As for how the participants get paid? Win or lose, every participant earns something, and so does Armand. The payouts are entirely crowdfunded by bets; basically gambling with extra math. But the bets are cash-only and capped at a thousand yuls per audience member per week, and people either win back their money with a little extra or lose whatever they paid. No one falls into debt, and some walk away happy. Tame enough for lawmakers to ignore.
It’s crazy that some people have the fuck-you money to pay to watch a fight, but Zora’s not going to complain if that fuck-you money lands in his pocket.
✿
January, 1627
Zora makes his debut at the Brawl under the codename Super Mage.

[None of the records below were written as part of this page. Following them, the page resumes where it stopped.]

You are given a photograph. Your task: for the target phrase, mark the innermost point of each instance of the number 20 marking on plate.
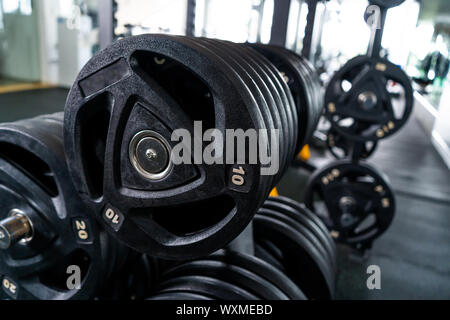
(238, 176)
(112, 216)
(8, 285)
(80, 225)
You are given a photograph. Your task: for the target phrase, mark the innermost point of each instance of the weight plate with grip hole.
(341, 147)
(47, 236)
(360, 102)
(355, 201)
(145, 87)
(224, 54)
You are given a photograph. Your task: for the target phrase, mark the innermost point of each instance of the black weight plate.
(265, 99)
(260, 104)
(290, 105)
(34, 180)
(282, 98)
(232, 274)
(310, 225)
(263, 254)
(277, 106)
(301, 86)
(209, 286)
(387, 3)
(146, 95)
(296, 83)
(354, 200)
(272, 249)
(262, 269)
(357, 96)
(179, 295)
(318, 253)
(300, 265)
(312, 216)
(341, 147)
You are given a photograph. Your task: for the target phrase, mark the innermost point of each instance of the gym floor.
(413, 254)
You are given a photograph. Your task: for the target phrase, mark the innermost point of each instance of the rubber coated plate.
(354, 201)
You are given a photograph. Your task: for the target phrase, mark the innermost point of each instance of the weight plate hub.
(43, 226)
(368, 99)
(354, 201)
(120, 115)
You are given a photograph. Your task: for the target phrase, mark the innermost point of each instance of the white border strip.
(441, 147)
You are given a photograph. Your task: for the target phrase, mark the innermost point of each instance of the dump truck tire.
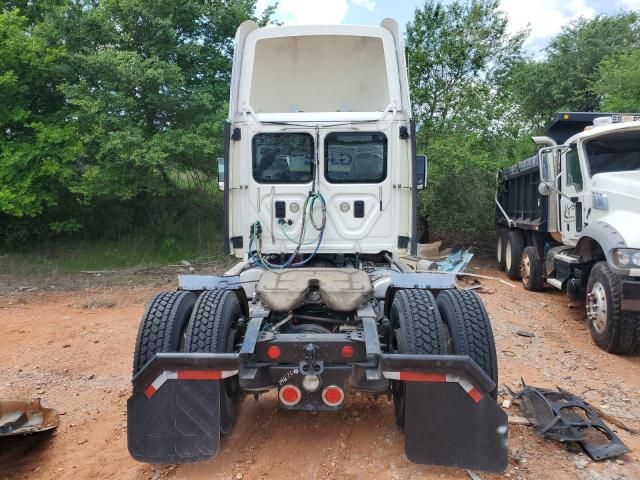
(162, 326)
(215, 328)
(612, 329)
(513, 254)
(469, 329)
(531, 270)
(500, 244)
(416, 329)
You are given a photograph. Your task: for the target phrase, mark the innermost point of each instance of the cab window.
(282, 157)
(355, 157)
(574, 174)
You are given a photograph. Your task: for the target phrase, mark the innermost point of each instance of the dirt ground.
(74, 349)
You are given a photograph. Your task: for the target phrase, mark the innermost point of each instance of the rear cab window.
(355, 157)
(282, 157)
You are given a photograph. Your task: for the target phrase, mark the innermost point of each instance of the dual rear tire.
(183, 322)
(456, 323)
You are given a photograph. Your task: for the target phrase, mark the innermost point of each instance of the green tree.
(109, 107)
(151, 90)
(38, 145)
(618, 85)
(458, 52)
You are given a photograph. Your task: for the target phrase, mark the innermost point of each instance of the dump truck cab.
(569, 217)
(320, 178)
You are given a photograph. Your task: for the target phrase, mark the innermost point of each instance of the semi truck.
(320, 176)
(569, 217)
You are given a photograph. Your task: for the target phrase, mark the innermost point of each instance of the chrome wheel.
(597, 307)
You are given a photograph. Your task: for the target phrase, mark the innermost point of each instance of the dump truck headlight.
(626, 258)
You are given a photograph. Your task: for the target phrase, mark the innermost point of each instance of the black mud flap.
(450, 417)
(180, 423)
(173, 415)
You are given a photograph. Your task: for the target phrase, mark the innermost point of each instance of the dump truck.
(320, 178)
(569, 217)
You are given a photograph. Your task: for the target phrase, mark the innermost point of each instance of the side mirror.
(421, 171)
(544, 189)
(221, 174)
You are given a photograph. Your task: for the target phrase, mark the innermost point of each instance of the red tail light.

This time, his Counter-Trap doesn’t fail him. He sends the other Challenger careening out of bounds after just two minutes. But that Challenger is a lady half his size, and the audience is a bunch of sexist pricks who boo him for doing his job right.
Whatever. Next week is a fresh start, right?
Nope.
Turns out, ninety-nine percent of the audience is regulars.
As the weeks go on, those spiteful motherfuckers keep betting that Zora will lose. But the joke’s on them; Zora makes a better profit when he wins against the odds. Plus, Armand’s the only one with the authority to ban someone from participating, and he likes fighters who make an impression. Zora, armed with Dad’s unique traps, does exactly that.
✿
March, 1627
Ten weeks later, Zora has racked up a respectable six out of ten win rate, and Armand promotes him to a Brawler. It’s definitely a lot safer than what he’d been doing before. Sure, another Brawler named Serge lost a finger, but that was the only serious injury they’d had in forever, to hear Armand tell it. The point is, Zora’s learning a lot by fighting someone new every week, even if he’s only holding his own against amateurs. A Purple Orca can still kick his ass.
Someday, he’ll be strong enough to fight losing battles and come out winning.
Right now, he’ll show up to the Brawl, fight, get paid, and go home. And train the shit out of his spells and his runes. (And dodge the other Brawlers’ invitations to hang out because he’s not here to make friends.)
He’ll put his Envoy of Justice days behind him until his win rate is at least nine out of ten. Hold off on beating up people who deserve it for all the shit they’ve done. He’s not Dad. No way in hell is he risking death to save some fucking stranger.
People like Steno Taliss shouldn’t get away with maiming a guy and almost killing another, but Zora didn’t survive this far by himself by being stupid. His encounter with Eugene was a fluke; sheer, dumb luck. There won’t be a healer the next time he gets hurt.
Or so he thinks, until he meets Ambrose.